現地に到着。すでに中原当主は我々を待っておられました。

 当主から現状の林業についての話、現状の問題点やその改善点、経営についての考え、現状を憂うばかりではなく新しいことにチャレンジする事や長期的視野で林業を考える事の大切さなど、非常に有意義なお話をうかがいました。

 最初に見学したのは、今春に植林したスギ林。
外からはスギが雑草に覆われて見えません。初年度は下刈りをしないとのことです。


 次は4年生スギ。4年生になると、外からよく見える程に成長しています。年1回の下刈りをします。また、雪起こしやらないと「根曲り木」ができるとのこと。ちょうど隣接する他者所有のスギ林が「根曲り」状態になっていたので、よく理解できました。








 さらに3齢級(15年生)、7齢級(35年生)のスギ林を見て、枝打ちの大切さを感じました。

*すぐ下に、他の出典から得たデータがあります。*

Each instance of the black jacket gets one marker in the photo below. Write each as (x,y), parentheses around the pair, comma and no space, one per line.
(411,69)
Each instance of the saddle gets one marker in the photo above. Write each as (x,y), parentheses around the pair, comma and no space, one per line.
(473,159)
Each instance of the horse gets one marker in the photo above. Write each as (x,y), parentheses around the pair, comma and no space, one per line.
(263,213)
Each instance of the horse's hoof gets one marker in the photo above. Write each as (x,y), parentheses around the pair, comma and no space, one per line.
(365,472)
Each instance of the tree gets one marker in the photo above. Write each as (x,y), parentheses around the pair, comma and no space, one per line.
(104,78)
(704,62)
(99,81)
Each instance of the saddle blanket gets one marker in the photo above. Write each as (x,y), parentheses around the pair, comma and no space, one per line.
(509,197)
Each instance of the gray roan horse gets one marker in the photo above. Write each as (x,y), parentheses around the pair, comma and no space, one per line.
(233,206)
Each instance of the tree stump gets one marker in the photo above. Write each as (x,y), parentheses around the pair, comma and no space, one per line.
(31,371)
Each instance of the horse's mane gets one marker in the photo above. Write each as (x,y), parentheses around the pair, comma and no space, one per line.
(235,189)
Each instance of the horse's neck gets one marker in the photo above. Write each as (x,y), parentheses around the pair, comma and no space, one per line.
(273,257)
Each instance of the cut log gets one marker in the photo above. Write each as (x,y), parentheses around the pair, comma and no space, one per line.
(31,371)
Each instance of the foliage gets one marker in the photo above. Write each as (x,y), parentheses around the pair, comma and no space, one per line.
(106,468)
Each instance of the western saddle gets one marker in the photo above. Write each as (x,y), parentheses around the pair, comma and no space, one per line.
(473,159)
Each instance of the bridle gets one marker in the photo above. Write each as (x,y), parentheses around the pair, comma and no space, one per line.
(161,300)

 最初から学生3人が交互に説明をしたのですが、時々的を得ない場面があり、中原当主の突っ込みがはいりました。当主の補足説明は我々聞く側はもちろんですが、3人衆にとっても勉強になったと思います。

 最後に10齢級と20齢級のスギ林を見学。20齢級林では、広葉樹を植栽して地力向上を目指す試みをしているとのこと。ちなみにこの林は中原林業の伝承林で、およそ300年の歴史が刻まれていることに皆が驚かされました。





 その後さらに奥地に向かい、途中で天然更新のスギを中原当主から説明していただき天然更新の難しさを知りました。横井教授の補足説明も大変参考になりました。











 中原林業の持ち山の全貌が見えるところで中原当主と別れ、向い山にあるスギの人工林とそこへ続く作業道を見ながら弁当を食べました。










 3人衆は緊張から解放され、ようやく笑顔が戻りました。渡邉君もやれやれ!










 

  午後からはアカデミーに戻り、演習林の8齢級のヒノキの人工林を観察。中原林業の同齢級との違いを各自が認識し反省会にて発表。

 反省会においては

「中原当主の印象が強く、林業3人衆の思いがかすんでしまった感がありますが、現役の林業経営者の生の声が聴けて、非常にためになった」との声が多く、長期的ビジョンを持ち、志と覚悟が必要という中原当主の思いは全ての学生が感じたと思います。演習林と中原林業の人工林との違いは、「演習林の最終目的がはっきりしてない。そのため目的に向かった施業がしてないのではないか」との声がありました。


 中原当主、ありがとうございました。また林業再生講座の田中君、渡邉君そして中嶋君の思いは我々に十分伝わりました。ご苦労さまでした。